The specialty rolls look exciting enough, but sometimes you need to go back to basics. The Avocado Roll will get you your fill of California with its layers of ripe avocado, the spirit-fruit of the Golden State. The firmer rice tempers the gooey green, but just when you think it can’t get richer, the avocado inside adds a flavor-burst.

Jamaicans aren’t the only people who go to sushi, mon. Three days on the west coast and I was already their most loyal customer. Homesick and weary, I found myself frequenting this place, maybe just to hear the humor of this sweet, functional family-run establishment. The whole family looks up from their playful banter to say hello when I come in. The owner gets my soda and ladles my miso soup, and his daughter (or niece) presents me with wasabi and ginger. I think they close at 9, but even when I sit down at 8:50, I could sit there all night without feeling rushed. No matter how long their day, I get good sushi and service with a smile. So thanks for the warm welcome, Sushimon. I have a four-star smile for you.

Tuesday, June 25, 2013

A Sure Thing at The Shed – Santa Fe, New Mexico


The cast of Rent once dreamed about opening up a restaurant in Santa Fe on a cold, sad night when Christmas bells were ringing…somewhere else, not here. If their dreams ever came true, the restaurant they would have opened would be The Shed, with its walls painted in bright shades of desert-meets-bohoemian and simple tabletops and plates that boast of an honest living.
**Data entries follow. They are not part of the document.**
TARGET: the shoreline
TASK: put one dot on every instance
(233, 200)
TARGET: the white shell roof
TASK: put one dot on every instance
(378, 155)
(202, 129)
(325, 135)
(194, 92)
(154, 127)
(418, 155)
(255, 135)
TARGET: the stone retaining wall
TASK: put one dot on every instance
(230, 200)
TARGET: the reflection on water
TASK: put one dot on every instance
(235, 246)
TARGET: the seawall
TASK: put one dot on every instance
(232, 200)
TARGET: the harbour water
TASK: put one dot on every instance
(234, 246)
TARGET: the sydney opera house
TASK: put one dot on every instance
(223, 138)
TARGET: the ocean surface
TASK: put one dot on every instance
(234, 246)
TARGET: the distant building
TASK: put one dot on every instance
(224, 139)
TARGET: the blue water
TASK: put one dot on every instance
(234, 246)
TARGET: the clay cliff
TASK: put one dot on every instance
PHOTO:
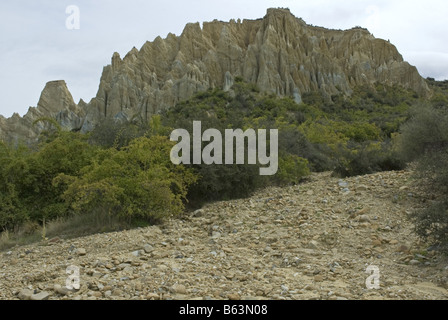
(280, 53)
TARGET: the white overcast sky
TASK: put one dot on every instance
(36, 46)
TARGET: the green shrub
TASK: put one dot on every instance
(136, 182)
(291, 169)
(424, 139)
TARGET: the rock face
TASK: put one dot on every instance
(280, 53)
(55, 102)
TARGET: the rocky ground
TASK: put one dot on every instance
(312, 241)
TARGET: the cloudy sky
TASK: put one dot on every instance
(36, 45)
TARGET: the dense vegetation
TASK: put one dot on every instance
(123, 170)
If you liked the musical Rent, you’ll fit right in at The Shed…if you ever get in. We went on a Monday night and the place was already packed. I think I saw one empty table: ours. I had the Chicken Enchilada Verde, a pull of white chicken hastily wrapped in a to-die-for blue corn tortilla with a lunchlady’s ladle of green chile and a fistful of cheese. The chicken had no seasoning, but it was juicy all the way through, and when everything just gets thrown together and doused in chile, it’s good to have something a little blander as an offset. The plate may look like a hot mess, but I promise it’s possibly the only hot mess you’ll never regret. I do have one regret – I didn’t get red chile, and The Shed supposedly serves the best red chile ever. It must be phenomenal if the green chile is any indication.
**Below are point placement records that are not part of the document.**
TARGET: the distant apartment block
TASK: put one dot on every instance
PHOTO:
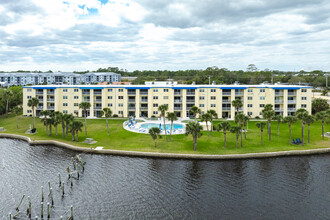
(144, 100)
(58, 78)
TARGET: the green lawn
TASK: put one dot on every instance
(120, 139)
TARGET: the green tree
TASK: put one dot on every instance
(237, 131)
(207, 117)
(237, 103)
(33, 103)
(195, 110)
(214, 115)
(155, 134)
(224, 126)
(163, 109)
(261, 125)
(17, 111)
(84, 106)
(309, 120)
(107, 114)
(194, 128)
(289, 120)
(279, 119)
(319, 105)
(323, 117)
(171, 116)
As a girl who can’t stand her food touching, my love at first bite of this hot-mess plates that comprise the cuisine of New Mexico should be pretty telling. And I am telling you that had I known about The Shed before this, I would have sold my guitar, got a car, sang a heart-wrenching version of “Goodbye Love” and left New York for Santa Fe years ago.

Sunday, June 23, 2013

La Esquina – Albuquerque, NM


My first stop was in Memphis so you’re probably wondering how I got from there to Albuquerque in a day. I didn’t. We stopped in Shamrock, Texas, and I wish you luck in finding something edible and writable between Memphis and Shamrock or Shamrock and Albuquerque around dinnertime. On the plus side, it seems that Panda Express has upgraded significantly since I last ate there…
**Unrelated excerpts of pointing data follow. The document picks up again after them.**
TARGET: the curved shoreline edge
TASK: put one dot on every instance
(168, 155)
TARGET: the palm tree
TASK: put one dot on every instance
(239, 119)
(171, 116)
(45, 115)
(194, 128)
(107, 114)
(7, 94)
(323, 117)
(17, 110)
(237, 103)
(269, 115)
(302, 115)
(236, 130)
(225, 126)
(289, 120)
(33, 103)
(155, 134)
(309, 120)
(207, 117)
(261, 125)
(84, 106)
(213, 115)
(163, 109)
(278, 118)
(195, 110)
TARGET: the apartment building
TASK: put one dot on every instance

After Panda Express and too many Taco Bells, I was pretty relieved to get something sit-down. The problem with La Esquina lies in finding the restaurant where you’re supposed to sit down. Named for its literal location, this modest little hole-in-the-ground wraps around the corner…of a basement…in an underground mall…in downtown Albuquerque, New Mexico…a state with many corners. But if my description still doesn’t deter you, once you manage to find this sharp little corner, you’ll find that its food is definitely on point.

I’d never had NEW Mexican food before, but it seems every good meal with the word Mexican in it starts with a Chips & Salsa. I’ve never had a bad salsa, but this stuff blows everything else out of the tomatoey water. I prefer a chunkier style, but this stuff is just phenomenal thanks to a dash of red and green chile. There’s just no going back after this slightly-watery chip-sticker.



I went with the Assorted, which consisted of a blue corn taco full of fresh, tender, well-seasoned ground beef that didn’t ooze a single drop of grease.  I usually don’t even like enchiladas, but this blue stack of corny chewy-cheese smothered in Christmas (both red AND green chile) would give anyone a little holiday cheer. The side of pinto beans make a strong showing, and this gringa enjoyed a taste of posole. This gringa will also never enjoy corn tortillas again after a few sweet bites of these blue corn tortillas.


My gringa adventure didn’t end with the posole. This deep-fried Sopaipilla, a softer, chewier, not-so-flaky pastry puff, puts funnel cake to shame. Make it drip with honey and you’ll never need dessert again.


When you go to New Mexico, just remember that Texans may have pride but New Mexicans have pride the size Texas. So whatever you do, just don’t confuse their food with Mexican. I can’t say for sure which one I love more, but after just one lunch at La Esquina, I’d say out with the old and in with the New…Mexican.

Wednesday, June 19, 2013

Three Angels Diner - Memphis


Laozi once said “A journey of a thousand miles starts with a single step.” My journey of 3000 miles started with a single 12-hour drive from Raleigh to Memphis. Three guardian angels were following me and my 14 year-old Lexus on this journey so I found it only fitting to eat my Memphis meal at Three Angels Diner.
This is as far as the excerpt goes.